Let's say I have a varying variable between any two GLSL shader stages (e.g. the vertex and fragment stage) declared as a vec4:
in/out/varying vec4 texCoord;
What happens if I only use part of that variable (say, through swizzling) in both shaders, i.e. I only write to a part of it in the vertex shader and only read from that same part in the fragment shader?
// vertex shader
texCoord.st = ...
// fragment shader
... = texture2D(..., texCoord.st);
Is that guartanteed (i.e. by specification) to always produce sane results? It seems reasonable that it does, however I'm not too well-versed in the intricacies of GLSL language-lawyering and don't know if that varying variable is interpreted as somehow "incomplete" by the compiler/linker because it isn't fully written to in the preceding stage. I'm sure the values of texCoord.pq will be undefined anyway, but does that affect the validity of texCoord.st too or does the whole varying system operate on a pure component level?
I haven't found anything to that effect in the GLSL specification on first glance and I would prefer answers based either on the actual specification or any other "official" guarantees, rather than statements that it should work on reasonable hardware (unless of course this case simply is unspecified or implementation-defined). I would also be interested in any possible changes of that throughout GLSL history, including all the way back to its appliance to deprecated builtin varying variables like gl_TexCoord[] in good old GLSL 1.10.
I'm trying to argue that your code will be fine, as per the specification. However, I'm not sure if you will find my reasoning 100% convincing, because I think that the spec seems somewhat imprecise about this. I'm going to refer to the OpenGL 4.5 Core Profile Specification and the OpenGL Shading language 4.50 specification.
Concerning input and output variables, the GLSL spec established the following in section 4.3.4
Shader input variables are declared with the storage qualifier in. They form the input interface between
previous stages of the OpenGL pipeline and the declaring shader. [...] Values from the previous pipeline stage are copied into input variables at the beginning of
shader execution.
and 4.3.6, respectively:
Shader output variables are declared with a storage qualifier using the storage qualifier out. They form
the output interface between the declaring shader and the subsequent stages of the OpenGL pipeline. [...]
During shader execution they will behave as normal
unqualified global variables. Their values are copied out to the subsequent pipeline stage on shader exit.
Only output variables that are read by the subsequent pipeline stage need to be written; it is allowed to
have superfluous declarations of output variables.
Section 5.8 "Assignments" establishes that
Reading a variable before writing (or initializing) it is legal, however the value is undefined.
Since the assignment of the .st vector will write to the sub-vector, we can establish that this variable will contain two intialized and two un-initialized components at the end of the shader invocation, and the whole vector will be copied to the output.
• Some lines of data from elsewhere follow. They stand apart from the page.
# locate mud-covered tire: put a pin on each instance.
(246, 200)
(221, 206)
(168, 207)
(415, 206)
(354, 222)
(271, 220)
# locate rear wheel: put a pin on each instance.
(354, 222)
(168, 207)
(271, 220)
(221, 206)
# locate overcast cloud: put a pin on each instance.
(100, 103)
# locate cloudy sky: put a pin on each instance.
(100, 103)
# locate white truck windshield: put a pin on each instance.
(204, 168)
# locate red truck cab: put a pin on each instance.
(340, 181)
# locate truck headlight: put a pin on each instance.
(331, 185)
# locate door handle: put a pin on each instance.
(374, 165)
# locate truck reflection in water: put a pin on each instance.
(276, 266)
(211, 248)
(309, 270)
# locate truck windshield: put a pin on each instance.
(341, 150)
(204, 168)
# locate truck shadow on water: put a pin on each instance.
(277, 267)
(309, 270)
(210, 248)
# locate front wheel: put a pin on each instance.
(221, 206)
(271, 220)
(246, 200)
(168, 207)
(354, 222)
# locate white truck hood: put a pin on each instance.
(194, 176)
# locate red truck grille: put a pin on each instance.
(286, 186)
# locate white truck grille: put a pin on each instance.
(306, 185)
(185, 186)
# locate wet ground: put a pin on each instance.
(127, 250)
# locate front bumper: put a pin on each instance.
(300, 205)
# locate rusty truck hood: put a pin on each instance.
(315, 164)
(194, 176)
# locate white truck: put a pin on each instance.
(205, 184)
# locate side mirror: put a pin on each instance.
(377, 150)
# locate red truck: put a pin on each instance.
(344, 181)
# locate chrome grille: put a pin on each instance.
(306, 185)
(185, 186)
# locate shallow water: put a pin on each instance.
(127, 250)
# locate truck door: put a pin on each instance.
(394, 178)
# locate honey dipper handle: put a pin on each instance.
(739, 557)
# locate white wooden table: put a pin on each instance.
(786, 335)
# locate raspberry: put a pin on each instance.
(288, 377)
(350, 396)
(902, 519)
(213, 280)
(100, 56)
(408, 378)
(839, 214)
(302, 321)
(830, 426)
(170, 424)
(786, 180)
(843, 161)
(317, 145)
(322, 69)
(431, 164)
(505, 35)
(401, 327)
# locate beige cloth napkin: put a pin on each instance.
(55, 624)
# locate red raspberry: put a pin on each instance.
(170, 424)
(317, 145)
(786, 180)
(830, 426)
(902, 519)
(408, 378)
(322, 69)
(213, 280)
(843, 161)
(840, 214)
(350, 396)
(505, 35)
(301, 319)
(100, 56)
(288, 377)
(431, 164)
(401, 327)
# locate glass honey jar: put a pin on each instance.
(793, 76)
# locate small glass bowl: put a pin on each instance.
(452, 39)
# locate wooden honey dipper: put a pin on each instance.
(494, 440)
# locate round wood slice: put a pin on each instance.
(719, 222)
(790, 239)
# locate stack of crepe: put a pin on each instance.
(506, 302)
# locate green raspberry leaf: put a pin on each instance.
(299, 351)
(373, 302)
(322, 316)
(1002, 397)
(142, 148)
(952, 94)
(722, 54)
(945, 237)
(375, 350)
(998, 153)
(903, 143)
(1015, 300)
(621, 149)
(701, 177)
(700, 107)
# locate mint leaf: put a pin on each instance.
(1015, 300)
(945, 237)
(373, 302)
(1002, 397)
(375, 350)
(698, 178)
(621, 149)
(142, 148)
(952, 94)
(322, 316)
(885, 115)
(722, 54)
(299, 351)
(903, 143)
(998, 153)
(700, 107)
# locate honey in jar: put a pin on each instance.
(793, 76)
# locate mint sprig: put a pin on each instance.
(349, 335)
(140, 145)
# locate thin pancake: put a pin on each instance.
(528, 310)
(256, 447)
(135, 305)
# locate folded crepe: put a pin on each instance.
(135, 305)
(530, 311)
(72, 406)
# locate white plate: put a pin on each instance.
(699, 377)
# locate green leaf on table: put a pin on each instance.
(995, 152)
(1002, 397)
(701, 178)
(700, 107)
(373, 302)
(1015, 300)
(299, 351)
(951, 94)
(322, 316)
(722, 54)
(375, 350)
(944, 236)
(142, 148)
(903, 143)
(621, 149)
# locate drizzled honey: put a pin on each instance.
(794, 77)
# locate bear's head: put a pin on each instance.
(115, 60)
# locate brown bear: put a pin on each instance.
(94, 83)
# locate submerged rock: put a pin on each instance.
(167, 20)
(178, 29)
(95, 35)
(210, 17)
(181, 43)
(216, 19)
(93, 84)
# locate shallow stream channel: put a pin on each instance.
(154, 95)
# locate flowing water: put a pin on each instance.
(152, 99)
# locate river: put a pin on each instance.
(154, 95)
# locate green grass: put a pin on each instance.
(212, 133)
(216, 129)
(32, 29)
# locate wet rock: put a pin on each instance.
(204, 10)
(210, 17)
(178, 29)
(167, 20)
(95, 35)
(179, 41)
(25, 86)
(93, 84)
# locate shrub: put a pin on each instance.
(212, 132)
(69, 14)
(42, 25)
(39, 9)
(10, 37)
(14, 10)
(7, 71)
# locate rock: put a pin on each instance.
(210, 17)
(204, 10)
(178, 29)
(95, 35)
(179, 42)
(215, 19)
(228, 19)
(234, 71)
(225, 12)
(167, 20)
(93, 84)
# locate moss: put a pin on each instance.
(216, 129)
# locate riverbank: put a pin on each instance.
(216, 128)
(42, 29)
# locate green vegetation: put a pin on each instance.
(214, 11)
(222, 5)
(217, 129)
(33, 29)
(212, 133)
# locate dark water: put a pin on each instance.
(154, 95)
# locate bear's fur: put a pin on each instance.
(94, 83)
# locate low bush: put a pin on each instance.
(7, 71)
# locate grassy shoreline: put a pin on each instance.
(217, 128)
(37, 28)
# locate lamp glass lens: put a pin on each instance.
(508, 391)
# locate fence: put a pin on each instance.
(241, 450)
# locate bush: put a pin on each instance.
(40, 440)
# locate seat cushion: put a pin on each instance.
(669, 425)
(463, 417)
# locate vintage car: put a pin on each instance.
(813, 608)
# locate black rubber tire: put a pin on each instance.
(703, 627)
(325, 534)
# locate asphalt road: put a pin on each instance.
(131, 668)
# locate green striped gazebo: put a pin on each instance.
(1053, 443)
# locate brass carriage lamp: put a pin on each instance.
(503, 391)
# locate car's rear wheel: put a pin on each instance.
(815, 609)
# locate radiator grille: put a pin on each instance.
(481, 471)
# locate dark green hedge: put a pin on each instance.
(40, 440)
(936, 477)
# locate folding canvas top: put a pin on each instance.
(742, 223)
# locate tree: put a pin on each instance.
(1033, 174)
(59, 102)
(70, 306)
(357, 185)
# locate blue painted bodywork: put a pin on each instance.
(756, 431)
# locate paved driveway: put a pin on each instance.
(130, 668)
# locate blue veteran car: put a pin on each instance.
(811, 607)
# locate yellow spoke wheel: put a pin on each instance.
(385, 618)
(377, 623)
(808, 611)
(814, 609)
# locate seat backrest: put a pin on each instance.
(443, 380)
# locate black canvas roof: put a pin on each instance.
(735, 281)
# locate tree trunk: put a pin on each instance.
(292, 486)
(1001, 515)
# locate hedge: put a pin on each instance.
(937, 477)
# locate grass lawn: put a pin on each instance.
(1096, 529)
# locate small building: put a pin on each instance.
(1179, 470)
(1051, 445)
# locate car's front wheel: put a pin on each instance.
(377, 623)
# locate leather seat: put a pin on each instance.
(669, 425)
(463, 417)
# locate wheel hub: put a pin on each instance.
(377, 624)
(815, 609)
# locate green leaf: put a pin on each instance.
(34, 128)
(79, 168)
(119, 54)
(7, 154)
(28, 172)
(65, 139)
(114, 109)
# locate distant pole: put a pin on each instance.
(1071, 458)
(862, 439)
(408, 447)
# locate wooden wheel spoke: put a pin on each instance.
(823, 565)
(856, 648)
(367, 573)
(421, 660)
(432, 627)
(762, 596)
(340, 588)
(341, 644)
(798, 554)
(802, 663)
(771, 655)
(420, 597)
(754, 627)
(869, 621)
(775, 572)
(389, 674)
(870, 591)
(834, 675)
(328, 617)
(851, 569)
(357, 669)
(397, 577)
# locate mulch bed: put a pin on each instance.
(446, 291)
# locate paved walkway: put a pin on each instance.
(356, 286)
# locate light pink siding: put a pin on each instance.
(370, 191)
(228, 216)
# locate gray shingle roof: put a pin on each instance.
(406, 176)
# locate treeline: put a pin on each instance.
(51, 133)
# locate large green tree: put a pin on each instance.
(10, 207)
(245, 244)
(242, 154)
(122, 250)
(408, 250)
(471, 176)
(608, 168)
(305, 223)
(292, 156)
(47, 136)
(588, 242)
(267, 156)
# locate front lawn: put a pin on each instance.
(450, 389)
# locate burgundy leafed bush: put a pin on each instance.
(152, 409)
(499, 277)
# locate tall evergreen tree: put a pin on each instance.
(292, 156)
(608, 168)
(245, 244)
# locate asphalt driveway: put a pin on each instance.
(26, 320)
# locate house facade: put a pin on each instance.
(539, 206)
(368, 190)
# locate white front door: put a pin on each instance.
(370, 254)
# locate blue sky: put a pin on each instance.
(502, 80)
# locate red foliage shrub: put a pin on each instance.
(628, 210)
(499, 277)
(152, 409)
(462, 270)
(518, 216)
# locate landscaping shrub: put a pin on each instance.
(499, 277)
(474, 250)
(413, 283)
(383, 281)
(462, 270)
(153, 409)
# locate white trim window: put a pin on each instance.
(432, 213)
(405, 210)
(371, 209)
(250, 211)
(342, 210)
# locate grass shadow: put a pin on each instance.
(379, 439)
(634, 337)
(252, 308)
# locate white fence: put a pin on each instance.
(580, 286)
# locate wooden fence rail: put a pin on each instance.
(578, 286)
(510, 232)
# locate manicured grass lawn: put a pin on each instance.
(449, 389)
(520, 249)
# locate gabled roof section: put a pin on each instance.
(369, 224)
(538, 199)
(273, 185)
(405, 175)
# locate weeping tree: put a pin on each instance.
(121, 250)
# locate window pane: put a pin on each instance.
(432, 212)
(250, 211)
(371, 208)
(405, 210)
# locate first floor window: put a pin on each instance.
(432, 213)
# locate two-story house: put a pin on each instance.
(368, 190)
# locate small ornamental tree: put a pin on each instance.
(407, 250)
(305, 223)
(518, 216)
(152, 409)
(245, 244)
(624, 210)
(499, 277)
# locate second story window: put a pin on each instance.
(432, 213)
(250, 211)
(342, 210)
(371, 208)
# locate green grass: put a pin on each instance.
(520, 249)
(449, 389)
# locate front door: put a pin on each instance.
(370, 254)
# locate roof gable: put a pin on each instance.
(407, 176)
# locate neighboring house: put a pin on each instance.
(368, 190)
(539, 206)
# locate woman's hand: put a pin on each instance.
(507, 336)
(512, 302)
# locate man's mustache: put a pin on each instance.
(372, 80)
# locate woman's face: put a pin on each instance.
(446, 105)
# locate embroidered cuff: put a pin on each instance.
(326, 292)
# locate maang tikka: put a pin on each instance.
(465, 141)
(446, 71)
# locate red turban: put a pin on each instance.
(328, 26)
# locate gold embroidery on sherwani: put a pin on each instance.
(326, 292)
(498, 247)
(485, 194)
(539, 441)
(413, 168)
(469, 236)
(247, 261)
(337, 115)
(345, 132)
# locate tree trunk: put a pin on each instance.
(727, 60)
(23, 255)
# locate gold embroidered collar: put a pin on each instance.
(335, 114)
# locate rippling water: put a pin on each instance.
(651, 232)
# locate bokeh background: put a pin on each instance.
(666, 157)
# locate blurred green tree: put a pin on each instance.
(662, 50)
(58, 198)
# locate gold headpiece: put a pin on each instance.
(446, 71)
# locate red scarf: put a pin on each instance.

Section 11.1.2.1 of the GL spec states:
If the output variables are passed directly to the vertex processing
stages leading to rasterization, the values of all outputs are
expected to be interpolated across the primitive being rendered,
unless flatshaded. Otherwise the values of all outputs are collected
by the primitive assembly stage and passed on to the subsequent
pipeline stage once enough data for one primitive has been collected.
"The values of all outputs" are determined by the shader, and although some components have undefined values, they still have values, and there is no undefined or implementation-defined behavior here. The interpolation formulas for the line and polygon primitives (sections 14.5.1 and 14.6.1) also never mix between the components, so any defined component value will result in a defined value in the interpolated datum.
Section 11.1.2.1 also contains this statement about the vertex shader outputs:
When a program is linked, all components of any outputs written by a
vertex shader will count against this limit. A program whose vertex
shader writes more than the value of MAX_VERTEX_OUTPUT_COMPONENTS
components worth of outputs may fail to link, unless device-dependent
optimizations are able to make the program fit within available
hardware resources.
Note that this language implies that the full 4 components of a vec4 are counted against the limit as soon as a single component is written to.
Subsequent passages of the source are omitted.